Was the War on Drugs Founded on a Lie?
Don’t think for a minute that Nixon was an isolated incident.
It’s decades later. Million of lives have been ruined. Whole sections of our society has been written off. Mass incarceration exploded. Billions of dollars have gone to law enforcement. As a result, police departments across the country militarized. And for what? It turns out the war on drugs may have been a lie told by the Nixon administration to destroy what it thought were its enemies.
Harpers Magazine recently published an article about drug legalization that generated so much buzz it broke the publication’s website because it included a quote by a former adviser to Nixon admitting the war on drugs was designed to marginalize anti-war protesters and blacks.
“You want to know what this was really all about?” said Nixon advisor John Ehrlichman, who died in 1999. “The Nixon campaign in 1968, and the Nixon White House after that, had two enemies: the antiwar left and black people. You understand what I’m saying?

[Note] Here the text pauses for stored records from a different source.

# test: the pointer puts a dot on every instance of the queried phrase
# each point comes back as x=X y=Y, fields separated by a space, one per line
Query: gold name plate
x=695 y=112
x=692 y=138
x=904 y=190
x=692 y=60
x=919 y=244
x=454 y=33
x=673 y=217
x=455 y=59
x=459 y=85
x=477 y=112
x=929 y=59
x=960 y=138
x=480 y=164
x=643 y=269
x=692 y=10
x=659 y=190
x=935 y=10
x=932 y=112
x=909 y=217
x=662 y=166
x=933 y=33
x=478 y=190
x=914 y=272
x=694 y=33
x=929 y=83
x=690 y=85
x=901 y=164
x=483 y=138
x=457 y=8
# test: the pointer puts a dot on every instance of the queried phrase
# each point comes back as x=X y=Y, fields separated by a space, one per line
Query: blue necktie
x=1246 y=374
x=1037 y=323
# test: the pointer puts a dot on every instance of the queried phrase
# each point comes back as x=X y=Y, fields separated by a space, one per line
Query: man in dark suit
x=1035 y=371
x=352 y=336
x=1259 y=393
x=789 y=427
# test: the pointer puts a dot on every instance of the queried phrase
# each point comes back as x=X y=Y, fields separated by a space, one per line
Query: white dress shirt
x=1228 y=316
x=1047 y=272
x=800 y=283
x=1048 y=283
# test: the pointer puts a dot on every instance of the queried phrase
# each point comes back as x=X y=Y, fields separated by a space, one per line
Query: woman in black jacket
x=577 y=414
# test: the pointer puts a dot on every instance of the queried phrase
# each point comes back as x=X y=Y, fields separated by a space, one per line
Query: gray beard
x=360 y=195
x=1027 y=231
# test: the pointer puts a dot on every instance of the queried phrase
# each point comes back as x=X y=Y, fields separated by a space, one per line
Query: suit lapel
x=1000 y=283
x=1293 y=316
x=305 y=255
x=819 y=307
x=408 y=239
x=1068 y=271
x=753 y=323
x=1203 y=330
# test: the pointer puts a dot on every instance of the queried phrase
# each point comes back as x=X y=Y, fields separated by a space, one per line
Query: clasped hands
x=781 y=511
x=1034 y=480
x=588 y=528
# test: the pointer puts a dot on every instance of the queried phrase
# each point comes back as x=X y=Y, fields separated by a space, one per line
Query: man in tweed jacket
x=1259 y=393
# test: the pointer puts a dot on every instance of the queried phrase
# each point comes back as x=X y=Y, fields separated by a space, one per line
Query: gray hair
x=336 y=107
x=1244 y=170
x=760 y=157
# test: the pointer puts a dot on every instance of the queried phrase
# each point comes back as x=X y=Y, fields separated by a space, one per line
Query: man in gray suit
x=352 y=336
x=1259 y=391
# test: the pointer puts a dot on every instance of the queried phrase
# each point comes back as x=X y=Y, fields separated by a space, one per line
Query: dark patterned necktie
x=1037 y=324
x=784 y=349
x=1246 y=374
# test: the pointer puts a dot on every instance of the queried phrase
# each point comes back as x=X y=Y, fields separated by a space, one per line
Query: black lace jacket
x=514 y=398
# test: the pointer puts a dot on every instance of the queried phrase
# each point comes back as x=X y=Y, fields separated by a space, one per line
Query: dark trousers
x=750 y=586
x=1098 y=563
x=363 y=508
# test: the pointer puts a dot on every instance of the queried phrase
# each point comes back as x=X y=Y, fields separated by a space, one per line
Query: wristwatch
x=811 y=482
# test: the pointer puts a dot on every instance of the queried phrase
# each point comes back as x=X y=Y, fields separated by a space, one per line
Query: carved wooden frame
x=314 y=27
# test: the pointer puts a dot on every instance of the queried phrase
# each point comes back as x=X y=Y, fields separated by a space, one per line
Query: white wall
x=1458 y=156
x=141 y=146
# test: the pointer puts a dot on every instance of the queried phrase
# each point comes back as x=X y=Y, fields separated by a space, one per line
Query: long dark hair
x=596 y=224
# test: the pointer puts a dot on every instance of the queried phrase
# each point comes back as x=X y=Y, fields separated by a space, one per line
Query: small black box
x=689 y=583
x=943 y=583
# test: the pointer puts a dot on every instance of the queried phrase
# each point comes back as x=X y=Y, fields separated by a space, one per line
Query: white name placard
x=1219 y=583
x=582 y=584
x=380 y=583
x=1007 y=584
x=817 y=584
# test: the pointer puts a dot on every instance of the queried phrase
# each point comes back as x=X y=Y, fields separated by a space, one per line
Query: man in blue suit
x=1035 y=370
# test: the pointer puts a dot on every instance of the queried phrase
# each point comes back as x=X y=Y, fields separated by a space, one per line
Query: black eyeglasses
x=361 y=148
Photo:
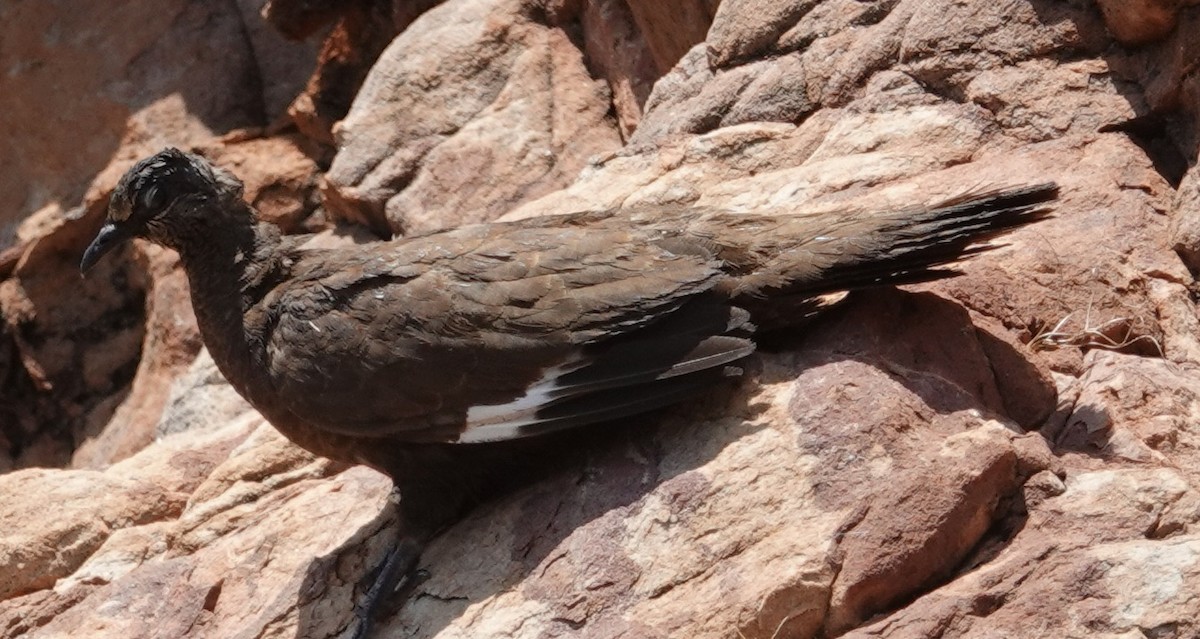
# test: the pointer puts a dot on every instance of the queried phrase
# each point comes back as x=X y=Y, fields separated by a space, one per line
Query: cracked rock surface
x=1008 y=453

We knew we couldn’t make it illegal to be either against the war or black, but by getting the public to associate the hippies with marijuana and blacks with heroin, and then criminalizing both heavily, we could disrupt those communities. We could arrest their leaders, raid their homes, break up their meetings, and vilify them night after night on the evening news. Did we know we were lying about the drugs? Of course we did.”

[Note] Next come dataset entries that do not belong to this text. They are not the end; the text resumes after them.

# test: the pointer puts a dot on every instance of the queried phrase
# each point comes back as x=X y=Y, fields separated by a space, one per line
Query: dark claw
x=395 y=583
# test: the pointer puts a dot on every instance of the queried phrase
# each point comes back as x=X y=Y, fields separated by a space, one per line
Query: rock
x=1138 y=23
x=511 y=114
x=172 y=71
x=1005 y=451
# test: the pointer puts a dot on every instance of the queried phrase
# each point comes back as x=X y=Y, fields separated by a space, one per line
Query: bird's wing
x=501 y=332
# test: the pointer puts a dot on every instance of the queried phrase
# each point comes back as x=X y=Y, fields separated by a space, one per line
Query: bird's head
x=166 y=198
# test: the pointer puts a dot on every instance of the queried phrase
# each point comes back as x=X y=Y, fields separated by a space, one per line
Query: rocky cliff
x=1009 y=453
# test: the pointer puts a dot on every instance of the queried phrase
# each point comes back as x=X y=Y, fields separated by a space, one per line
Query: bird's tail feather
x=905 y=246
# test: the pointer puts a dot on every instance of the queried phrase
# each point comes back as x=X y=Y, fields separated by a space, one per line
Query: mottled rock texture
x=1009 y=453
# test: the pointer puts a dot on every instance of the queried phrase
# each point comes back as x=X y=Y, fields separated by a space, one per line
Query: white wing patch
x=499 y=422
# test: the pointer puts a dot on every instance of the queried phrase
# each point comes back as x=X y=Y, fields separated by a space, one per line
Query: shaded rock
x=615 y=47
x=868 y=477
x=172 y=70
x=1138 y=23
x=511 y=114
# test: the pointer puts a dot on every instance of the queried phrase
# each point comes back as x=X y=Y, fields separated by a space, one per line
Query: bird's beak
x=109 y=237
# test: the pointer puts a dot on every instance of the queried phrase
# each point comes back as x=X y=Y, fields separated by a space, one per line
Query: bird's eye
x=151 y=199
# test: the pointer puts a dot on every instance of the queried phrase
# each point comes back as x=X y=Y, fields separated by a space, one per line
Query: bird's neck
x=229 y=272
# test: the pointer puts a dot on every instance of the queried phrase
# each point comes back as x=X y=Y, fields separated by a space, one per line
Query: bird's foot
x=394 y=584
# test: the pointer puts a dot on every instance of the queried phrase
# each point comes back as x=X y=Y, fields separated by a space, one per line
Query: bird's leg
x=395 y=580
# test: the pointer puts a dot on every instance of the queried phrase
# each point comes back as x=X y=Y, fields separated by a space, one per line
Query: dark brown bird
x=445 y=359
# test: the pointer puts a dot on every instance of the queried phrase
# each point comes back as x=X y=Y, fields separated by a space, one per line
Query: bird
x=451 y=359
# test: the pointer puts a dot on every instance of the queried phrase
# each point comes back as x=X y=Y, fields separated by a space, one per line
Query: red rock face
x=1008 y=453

The quote is old. Journalist Dan Baum obtained it almost 20 years ago in 1994. It wasn’t published until 2012, but for some reason, it didn’t receive widespread attention until now.
Don’t think for a minute that Nixon was an isolated incident, a single blot in the annals of American history. Nixon had his enemies list. Barack Obama does too — he used the Internal Revenue Service to go after conservative nonprofits. Men just like Nixon have occupied the most powerful seat in the land. They won’t be the last.